Write your Ideal Employer Description
The first step to landing the job you love and negotiating a win-win solution involves determining and writing what I call your ideal employer description or What I Want (see illustration). The following questions (and others you will determine) help you draft your ideal employer description
- What 5 skills do you want to use 70% of the time?
- What responsibilities or tasks do you want to spend 70% of your time performing?
- What values, management styles, work and social interactions do you prefer?
- What attitudes, habits, support, & personalities do you want from team members?
- Describe how you want your workstation to feel (office, cubicle, outdoor, other)?
- What do you want in terms of working hours, days, travel, routine, or variety?
- What training, skill development, memberships, or subscriptions do you want?
- What is the lowest salary you will accept? What do you really want? What perks?
- How often do you expect a raise, bonus, or commission payment? How much?
- What do you want in health benefits, life insurance, retirement, and premiums?
- What other elements of the job have you not described that you should outline?
Prepare to Negotiate Your Win-Win Solution
We encouraged you to ask key questions during your due diligence, the interview, and when they offered you the job. Hopefully, you kept good notes of the information you discovered. Now you transfer the information into the chart illustrated at the top of this post. You will list:
- What they offer you: salary, benefits, responsibilities, and the answers to the questions you listed under what you want. Recognize that you will not have all the information you want. Write some questions to use in the negotiation meeting to gather the rest of the information you want.
- What they want from you: skills, work experiences, return on investment, job expectations, results, budgetary and personnel responsibilities (in estimated dollars and numbers) and more. List the most important elements they want at the top of the cell with the least important at the bottom.
- What you offer them: use home run statements to describe your skills, work experience, return on investment, job performance, results, budgetary and personnel successes, and more. List your home run statements to mirror what they want from you, so that your statements satisfy each of their requirements. Be prepared to either show compensating strengths to offset anything you do not offer that they want, or be ready to drop parts of the salary package.
Become very familiar with the information in your worksheet. Find the prevailing salary for the job at one of the web sites listed on Dick Bolles’ JobHuntersBible.com.
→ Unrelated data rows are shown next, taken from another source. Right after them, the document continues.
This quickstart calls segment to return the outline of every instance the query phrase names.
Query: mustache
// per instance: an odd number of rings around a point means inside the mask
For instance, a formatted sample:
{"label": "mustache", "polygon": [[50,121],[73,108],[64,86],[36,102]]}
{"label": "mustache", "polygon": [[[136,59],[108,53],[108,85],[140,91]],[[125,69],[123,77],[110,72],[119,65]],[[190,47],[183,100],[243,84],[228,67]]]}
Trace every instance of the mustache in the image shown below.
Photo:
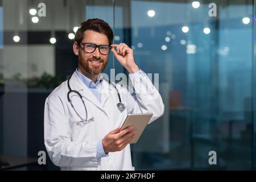
{"label": "mustache", "polygon": [[95,58],[89,58],[87,60],[89,61],[98,61],[98,62],[104,62],[104,60],[102,59],[95,59]]}

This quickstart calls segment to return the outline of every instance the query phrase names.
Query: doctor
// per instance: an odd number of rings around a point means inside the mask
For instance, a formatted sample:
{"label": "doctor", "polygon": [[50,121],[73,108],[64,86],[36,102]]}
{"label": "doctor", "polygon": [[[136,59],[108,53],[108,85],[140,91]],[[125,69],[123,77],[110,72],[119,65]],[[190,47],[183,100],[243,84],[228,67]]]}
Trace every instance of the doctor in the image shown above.
{"label": "doctor", "polygon": [[[133,51],[112,44],[113,39],[104,20],[82,23],[73,46],[78,69],[46,99],[44,144],[61,170],[134,170],[129,143],[136,131],[120,126],[129,113],[152,113],[150,123],[163,114],[161,96],[135,64]],[[110,51],[129,72],[136,94],[101,76]]]}

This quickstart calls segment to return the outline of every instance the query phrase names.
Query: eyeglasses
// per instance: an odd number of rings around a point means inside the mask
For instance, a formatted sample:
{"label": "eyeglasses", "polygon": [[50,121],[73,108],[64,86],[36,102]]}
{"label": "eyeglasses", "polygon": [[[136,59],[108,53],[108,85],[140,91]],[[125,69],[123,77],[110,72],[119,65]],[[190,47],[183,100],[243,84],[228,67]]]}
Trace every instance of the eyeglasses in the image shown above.
{"label": "eyeglasses", "polygon": [[112,47],[108,45],[96,45],[92,43],[81,43],[84,45],[84,51],[87,53],[93,53],[96,49],[96,48],[98,48],[100,52],[102,55],[108,55]]}

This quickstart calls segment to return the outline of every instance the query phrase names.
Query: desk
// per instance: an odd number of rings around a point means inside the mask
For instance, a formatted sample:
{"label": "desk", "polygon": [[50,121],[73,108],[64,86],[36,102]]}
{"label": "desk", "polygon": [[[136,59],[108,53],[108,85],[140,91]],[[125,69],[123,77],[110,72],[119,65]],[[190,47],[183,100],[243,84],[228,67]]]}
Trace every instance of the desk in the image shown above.
{"label": "desk", "polygon": [[0,170],[9,170],[28,165],[38,164],[38,159],[35,158],[1,155],[1,160],[7,162],[9,165],[1,167]]}

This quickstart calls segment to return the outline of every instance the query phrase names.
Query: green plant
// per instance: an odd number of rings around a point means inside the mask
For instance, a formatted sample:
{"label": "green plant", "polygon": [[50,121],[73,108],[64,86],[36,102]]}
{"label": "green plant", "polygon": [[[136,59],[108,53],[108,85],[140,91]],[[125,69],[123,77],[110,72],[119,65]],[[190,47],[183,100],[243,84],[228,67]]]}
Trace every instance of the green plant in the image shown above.
{"label": "green plant", "polygon": [[65,79],[65,76],[53,76],[44,72],[40,77],[34,77],[27,80],[28,88],[51,89],[59,86]]}

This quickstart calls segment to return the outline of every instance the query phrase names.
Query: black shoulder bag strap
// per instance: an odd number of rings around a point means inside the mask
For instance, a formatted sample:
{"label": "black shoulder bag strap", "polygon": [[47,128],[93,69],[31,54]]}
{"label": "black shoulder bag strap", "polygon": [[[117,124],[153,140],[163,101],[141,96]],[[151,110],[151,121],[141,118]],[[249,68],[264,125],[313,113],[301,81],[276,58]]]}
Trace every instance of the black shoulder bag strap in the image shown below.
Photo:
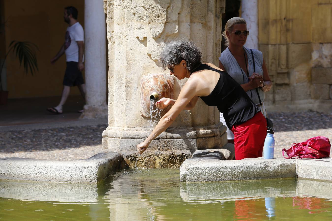
{"label": "black shoulder bag strap", "polygon": [[[256,72],[255,71],[255,59],[254,59],[254,53],[252,52],[252,50],[251,49],[250,49],[250,52],[251,52],[251,57],[252,57],[252,63],[254,65],[254,72]],[[257,93],[257,95],[258,96],[258,99],[259,100],[259,103],[261,104],[261,108],[263,108],[263,106],[262,105],[262,101],[261,100],[261,97],[259,96],[259,94],[258,93],[258,89],[256,88],[256,92]],[[266,113],[266,111],[265,113]],[[267,116],[267,114],[266,115]],[[268,126],[271,127],[273,127],[273,123],[272,122],[271,120],[269,119],[267,117],[266,117],[265,119],[266,119],[266,123],[267,124]]]}
{"label": "black shoulder bag strap", "polygon": [[[251,57],[252,57],[252,63],[254,65],[254,72],[256,72],[255,68],[255,59],[254,59],[254,53],[252,52],[252,50],[250,49],[250,51],[251,52]],[[259,94],[258,93],[258,89],[256,88],[256,92],[257,93],[257,96],[258,96],[258,100],[259,100],[259,103],[261,104],[261,108],[263,108],[263,105],[262,104],[262,101],[261,100],[261,97],[259,96]]]}

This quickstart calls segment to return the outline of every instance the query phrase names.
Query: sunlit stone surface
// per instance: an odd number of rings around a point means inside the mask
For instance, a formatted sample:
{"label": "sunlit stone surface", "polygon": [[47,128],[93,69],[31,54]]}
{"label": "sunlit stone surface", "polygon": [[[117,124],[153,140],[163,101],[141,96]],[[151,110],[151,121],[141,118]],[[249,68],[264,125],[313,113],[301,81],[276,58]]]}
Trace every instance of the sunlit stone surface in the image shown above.
{"label": "sunlit stone surface", "polygon": [[[225,127],[219,121],[216,108],[201,100],[191,111],[183,111],[138,160],[136,145],[146,137],[149,127],[146,103],[150,94],[144,91],[142,80],[152,74],[164,75],[166,81],[170,78],[176,99],[186,80],[174,79],[168,72],[163,72],[158,59],[166,43],[178,38],[190,39],[201,50],[203,62],[217,65],[224,1],[104,2],[109,94],[109,127],[103,133],[103,148],[120,152],[129,166],[136,162],[138,167],[149,168],[178,168],[196,150],[222,148],[227,142]],[[159,93],[171,96],[170,87]]]}

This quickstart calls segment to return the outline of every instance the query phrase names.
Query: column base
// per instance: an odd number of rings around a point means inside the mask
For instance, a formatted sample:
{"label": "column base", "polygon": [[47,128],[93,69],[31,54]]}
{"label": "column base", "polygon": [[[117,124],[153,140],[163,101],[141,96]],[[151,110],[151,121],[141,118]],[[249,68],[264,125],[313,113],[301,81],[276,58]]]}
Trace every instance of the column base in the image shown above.
{"label": "column base", "polygon": [[107,119],[108,116],[108,107],[104,105],[89,105],[84,106],[84,112],[80,118],[82,119]]}
{"label": "column base", "polygon": [[200,129],[170,128],[140,155],[136,146],[146,137],[146,129],[109,127],[103,133],[103,148],[120,153],[130,167],[178,168],[197,150],[220,149],[227,144],[226,127],[221,123]]}

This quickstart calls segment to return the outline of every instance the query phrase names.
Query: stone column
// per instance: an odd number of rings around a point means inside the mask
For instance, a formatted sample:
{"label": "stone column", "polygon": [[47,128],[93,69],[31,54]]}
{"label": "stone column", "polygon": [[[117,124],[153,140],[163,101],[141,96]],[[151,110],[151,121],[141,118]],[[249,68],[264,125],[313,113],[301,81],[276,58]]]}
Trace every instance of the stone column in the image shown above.
{"label": "stone column", "polygon": [[258,0],[241,1],[241,16],[247,22],[247,28],[250,34],[247,38],[245,47],[258,49]]}
{"label": "stone column", "polygon": [[177,167],[196,150],[225,145],[226,127],[219,121],[219,112],[200,99],[191,111],[182,111],[136,162],[136,145],[149,133],[150,118],[141,101],[146,79],[164,76],[164,81],[157,80],[162,82],[159,86],[166,82],[171,84],[174,99],[186,81],[174,79],[169,72],[162,71],[158,58],[165,42],[190,38],[202,51],[203,62],[217,65],[224,2],[104,2],[109,41],[109,127],[103,133],[103,147],[120,152],[129,166],[137,163],[144,167]]}
{"label": "stone column", "polygon": [[106,25],[101,0],[84,3],[86,105],[82,117],[106,118]]}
Highlight those elements of what you want that if not met would require you to reject the offer (often called “deal breakers”). You will not share these in the negotiation meeting. They remain for you to anchor yourself to avoid accepting an offer that would make you miserable.
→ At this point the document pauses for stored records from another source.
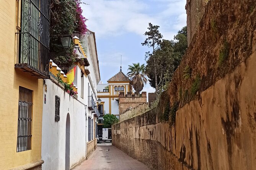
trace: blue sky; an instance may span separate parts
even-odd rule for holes
[[[160,26],[163,38],[173,39],[186,25],[186,0],[82,0],[88,28],[95,32],[101,81],[120,70],[126,74],[128,65],[145,63],[147,47],[141,43],[148,22]],[[153,92],[147,84],[143,91]]]

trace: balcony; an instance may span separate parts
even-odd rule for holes
[[[97,108],[95,107],[95,112],[94,112],[94,116],[96,117],[99,117],[99,110]]]
[[[92,96],[88,96],[88,109],[92,111],[93,113],[95,112],[95,103]]]
[[[104,116],[106,114],[106,111],[105,110],[100,110],[99,111],[99,115],[101,116]]]
[[[34,3],[32,0],[18,2],[21,2],[21,17],[20,27],[17,27],[16,33],[19,43],[15,67],[38,79],[48,79],[50,10],[48,1],[42,1],[41,3]]]

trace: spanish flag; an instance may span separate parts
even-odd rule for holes
[[[75,79],[75,71],[77,70],[77,67],[76,66],[71,69],[67,73],[67,82],[68,84],[71,84],[74,81]]]

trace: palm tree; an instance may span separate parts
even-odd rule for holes
[[[132,79],[133,87],[136,91],[140,91],[143,89],[144,84],[146,84],[147,80],[146,78],[145,70],[146,67],[143,64],[140,65],[140,63],[132,63],[133,66],[128,65],[127,76]]]

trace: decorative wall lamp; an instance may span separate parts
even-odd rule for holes
[[[71,45],[72,37],[68,34],[65,34],[60,37],[61,43],[64,48],[70,48]]]
[[[98,99],[98,100],[97,101],[98,102],[98,104],[100,104],[101,103],[101,99],[99,98]]]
In the Negotiation Meeting
Take a copy of your form to the negotiation meeting. Ask permission to take notes on it. Begin the negotiation with the following:
- Restate your sincere gratitude and enthusiasm for the offer and hope to work with them
- Ask permission to verify what they want from you and restate what you offer them. Read the information your recorded in the bottom two squares. Verify that your understanding matches theirs. Write any corrections offer on your sheet
- Ask permission to verify your understanding of what they offer you. Ask the questions you highlighted on your form. Write the answers you receive. As you discuss the salary, premiums, and payments made by both you and the company; you may wish to write how much more or less you will have to pay than the prevailing standard in your community.
- After verifying you understand what they offer you, express appreciation for the offer.
- Compare what you want to what they offer. Look for any elements you highlighted before to verify that no “deal breakers” remain unresolved. If so, try to resolve them.
- Always refer to the salary offer as “low”, “mid”, or“high” 20's, 30s, or 100s.
- Raise any questions you have about how much more or less than prevailing standards you will have to pay. State how much more you may have to pay and ask “Is there anything we can do to raise the salary or decrease the other payments to bring this closer to prevailing standards?”
- Use some of the negotiation tips found in the following web sites to improve the offer: Getting to Yes, 101 Salary Secrets: How to Negotiate Like a Pro, Negotiating Your Salary: How to Make $1000 a Minute, and 10 Best Tips to Win Salary Negotiations .
- Either accept or reject the offer based on your worksheet and feelings (subject of my next post).
We’ve outlined some basic moves in salary negotiation. I encourage you to review the other web sites linked from number 3. They provide other secrets to salary negotiation.